If you’re serious about taking some clear shots of Upper Antelope Canyon, I highly suggest joining a guided photography tour. You don’t need to be a professional photographer, though the photography tours do require you to bring a dSLR camera and a tripod.
The beauty of photography tours is that the guides work their magic to halt other groups on either side of the path so you can take unobstructed shots for as long as you’d like. It was pure craziness! I asked Roger, our guide if I could take solo shots in the main canyon chamber and he literally shooed another group away, even making sure they stood far back enough so their feet didn’t peek underneath! That group just stood around and waited until I finished taking all my shots. This happened throughout the entire course of the quarter-mile canyon.
As a courtesy, check with others in the group to see if they would mind you jumping in for a few shots. Some professional photographers go on these tours with photo assignments but on our group, we were all professional amateurs.
Our guide also threw sand into the light beam to make the light more noticeable. You just need to time your shots to make sure you capture the beam when the sand is mid-air. Another classic shot in the canyon is throwing sand on a ledge for the pouring sand effect.

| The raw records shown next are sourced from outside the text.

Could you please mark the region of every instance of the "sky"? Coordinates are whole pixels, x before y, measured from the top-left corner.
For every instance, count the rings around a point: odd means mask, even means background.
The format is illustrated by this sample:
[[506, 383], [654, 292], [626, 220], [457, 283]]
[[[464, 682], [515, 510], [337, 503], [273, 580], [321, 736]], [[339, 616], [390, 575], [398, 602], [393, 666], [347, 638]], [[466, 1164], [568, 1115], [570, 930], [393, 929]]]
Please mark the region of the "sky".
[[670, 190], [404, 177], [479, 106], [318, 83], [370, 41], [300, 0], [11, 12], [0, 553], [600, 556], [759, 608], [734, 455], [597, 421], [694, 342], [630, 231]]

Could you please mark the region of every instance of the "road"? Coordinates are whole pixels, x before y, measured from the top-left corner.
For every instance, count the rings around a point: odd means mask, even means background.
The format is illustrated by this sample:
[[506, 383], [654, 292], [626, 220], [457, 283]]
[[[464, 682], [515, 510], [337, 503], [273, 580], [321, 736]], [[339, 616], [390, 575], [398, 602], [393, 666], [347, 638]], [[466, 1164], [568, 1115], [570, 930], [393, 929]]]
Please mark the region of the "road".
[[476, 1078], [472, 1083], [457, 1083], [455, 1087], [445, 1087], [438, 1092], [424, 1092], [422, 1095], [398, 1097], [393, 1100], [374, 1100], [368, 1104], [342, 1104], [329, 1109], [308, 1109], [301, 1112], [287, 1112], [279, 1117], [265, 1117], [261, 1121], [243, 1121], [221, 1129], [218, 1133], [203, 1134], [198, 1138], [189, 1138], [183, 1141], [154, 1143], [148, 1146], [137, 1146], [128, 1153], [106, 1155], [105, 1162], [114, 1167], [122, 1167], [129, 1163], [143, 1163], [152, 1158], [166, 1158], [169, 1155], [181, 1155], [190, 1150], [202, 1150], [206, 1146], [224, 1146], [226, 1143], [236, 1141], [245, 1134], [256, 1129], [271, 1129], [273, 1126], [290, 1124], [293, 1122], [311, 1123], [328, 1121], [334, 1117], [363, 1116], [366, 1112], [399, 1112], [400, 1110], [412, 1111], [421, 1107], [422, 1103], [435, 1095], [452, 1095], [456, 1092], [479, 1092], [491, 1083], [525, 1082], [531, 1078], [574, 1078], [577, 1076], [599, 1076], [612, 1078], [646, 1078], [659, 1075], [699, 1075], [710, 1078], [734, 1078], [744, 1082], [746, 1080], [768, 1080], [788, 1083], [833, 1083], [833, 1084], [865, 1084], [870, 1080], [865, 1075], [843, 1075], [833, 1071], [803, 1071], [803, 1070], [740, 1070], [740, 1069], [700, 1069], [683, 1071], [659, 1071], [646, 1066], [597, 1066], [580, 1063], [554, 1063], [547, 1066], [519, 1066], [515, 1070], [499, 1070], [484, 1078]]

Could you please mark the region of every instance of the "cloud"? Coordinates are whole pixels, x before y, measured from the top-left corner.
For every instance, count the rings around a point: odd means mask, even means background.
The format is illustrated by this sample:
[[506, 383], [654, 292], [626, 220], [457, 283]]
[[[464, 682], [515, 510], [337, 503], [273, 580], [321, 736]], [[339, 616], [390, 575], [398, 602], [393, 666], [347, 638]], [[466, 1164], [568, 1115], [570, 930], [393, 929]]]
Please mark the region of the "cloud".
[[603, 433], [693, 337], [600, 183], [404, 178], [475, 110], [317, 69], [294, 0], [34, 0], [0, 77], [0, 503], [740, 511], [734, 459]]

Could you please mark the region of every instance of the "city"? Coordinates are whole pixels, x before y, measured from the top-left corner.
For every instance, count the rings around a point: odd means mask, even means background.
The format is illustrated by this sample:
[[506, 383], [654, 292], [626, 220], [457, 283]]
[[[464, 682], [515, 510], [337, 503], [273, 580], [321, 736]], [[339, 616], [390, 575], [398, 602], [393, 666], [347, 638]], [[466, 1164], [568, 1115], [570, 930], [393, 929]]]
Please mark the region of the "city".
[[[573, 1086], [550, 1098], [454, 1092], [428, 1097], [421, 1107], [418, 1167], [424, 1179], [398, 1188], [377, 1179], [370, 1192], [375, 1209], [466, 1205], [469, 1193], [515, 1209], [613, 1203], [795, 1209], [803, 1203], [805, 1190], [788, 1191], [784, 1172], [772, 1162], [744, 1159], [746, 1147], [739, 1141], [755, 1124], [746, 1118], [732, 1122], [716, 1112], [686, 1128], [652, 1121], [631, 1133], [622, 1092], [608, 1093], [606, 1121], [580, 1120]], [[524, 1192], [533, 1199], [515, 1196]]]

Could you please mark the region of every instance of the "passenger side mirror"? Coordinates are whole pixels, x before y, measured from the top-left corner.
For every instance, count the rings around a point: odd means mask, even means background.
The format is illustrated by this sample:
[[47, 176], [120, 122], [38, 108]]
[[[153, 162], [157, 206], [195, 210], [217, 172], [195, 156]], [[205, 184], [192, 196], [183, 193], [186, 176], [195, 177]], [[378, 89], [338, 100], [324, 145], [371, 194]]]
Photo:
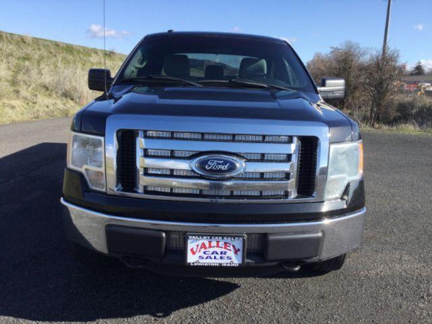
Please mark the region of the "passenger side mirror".
[[345, 96], [345, 80], [341, 78], [323, 78], [318, 87], [321, 98], [324, 100], [343, 99]]
[[106, 90], [111, 87], [113, 78], [111, 72], [106, 69], [90, 69], [89, 70], [88, 82], [89, 89], [96, 91], [105, 91], [105, 80], [106, 78]]

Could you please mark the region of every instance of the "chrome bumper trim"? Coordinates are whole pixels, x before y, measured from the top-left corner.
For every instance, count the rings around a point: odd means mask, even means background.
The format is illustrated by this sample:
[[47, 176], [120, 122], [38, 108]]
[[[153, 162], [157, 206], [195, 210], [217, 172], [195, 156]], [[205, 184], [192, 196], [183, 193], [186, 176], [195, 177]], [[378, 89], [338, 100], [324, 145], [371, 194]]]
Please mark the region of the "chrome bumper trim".
[[[93, 211], [75, 206], [63, 198], [61, 203], [67, 208], [65, 224], [79, 233], [95, 250], [108, 253], [105, 227], [108, 225], [164, 231], [179, 231], [205, 233], [301, 233], [321, 232], [324, 239], [316, 260], [324, 260], [346, 253], [358, 247], [361, 241], [366, 208], [337, 218], [324, 220], [281, 224], [207, 224], [141, 219], [116, 216]], [[70, 238], [72, 240], [74, 238]]]

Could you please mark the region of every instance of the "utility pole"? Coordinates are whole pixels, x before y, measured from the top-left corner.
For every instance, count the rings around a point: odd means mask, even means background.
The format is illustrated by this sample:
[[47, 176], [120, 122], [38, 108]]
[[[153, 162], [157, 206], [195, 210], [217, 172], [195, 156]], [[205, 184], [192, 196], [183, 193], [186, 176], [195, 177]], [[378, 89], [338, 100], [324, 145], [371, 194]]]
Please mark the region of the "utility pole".
[[382, 44], [382, 57], [385, 56], [385, 51], [387, 49], [387, 37], [388, 35], [388, 25], [390, 22], [390, 9], [391, 8], [391, 0], [388, 0], [387, 18], [385, 21], [385, 30], [384, 31], [384, 42]]

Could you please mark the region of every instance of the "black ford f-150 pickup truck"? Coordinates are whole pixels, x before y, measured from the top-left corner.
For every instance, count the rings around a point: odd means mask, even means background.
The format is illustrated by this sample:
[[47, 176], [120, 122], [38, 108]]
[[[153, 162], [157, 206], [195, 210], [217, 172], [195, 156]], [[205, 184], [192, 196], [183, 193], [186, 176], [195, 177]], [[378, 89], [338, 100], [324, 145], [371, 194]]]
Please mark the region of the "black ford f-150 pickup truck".
[[[340, 268], [365, 218], [357, 125], [291, 46], [146, 36], [73, 119], [61, 202], [81, 261], [175, 273]], [[234, 269], [233, 269], [234, 268]]]

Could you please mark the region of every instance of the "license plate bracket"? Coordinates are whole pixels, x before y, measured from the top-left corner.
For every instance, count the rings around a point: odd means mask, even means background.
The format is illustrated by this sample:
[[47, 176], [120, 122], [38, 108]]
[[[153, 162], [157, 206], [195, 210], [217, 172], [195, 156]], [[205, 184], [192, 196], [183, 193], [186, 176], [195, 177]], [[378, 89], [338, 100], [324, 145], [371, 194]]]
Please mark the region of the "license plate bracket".
[[238, 267], [246, 260], [245, 234], [187, 233], [185, 258], [191, 266]]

Another benefit of a small-group photography tour is the flexibility of moving in and around other tour groups. Because we only had 6 people in our group, we easily slipped through areas of congestion in the canyon. As well, your guide will help you with different camera settings. Just remember to tip your photography tour guide at the end.
I had never taken so many pictures of anything in my life. We had almost 3 hours to photograph every nook and cranny of the canyon that in some areas, I just stood back to admire what was around me.
Read the Ultimate Guide to Antelope Canyon here.
The photography tour was totally worth it. Being able to stand alone, momentarily in the vast canyon in the absence of crowds was priceless.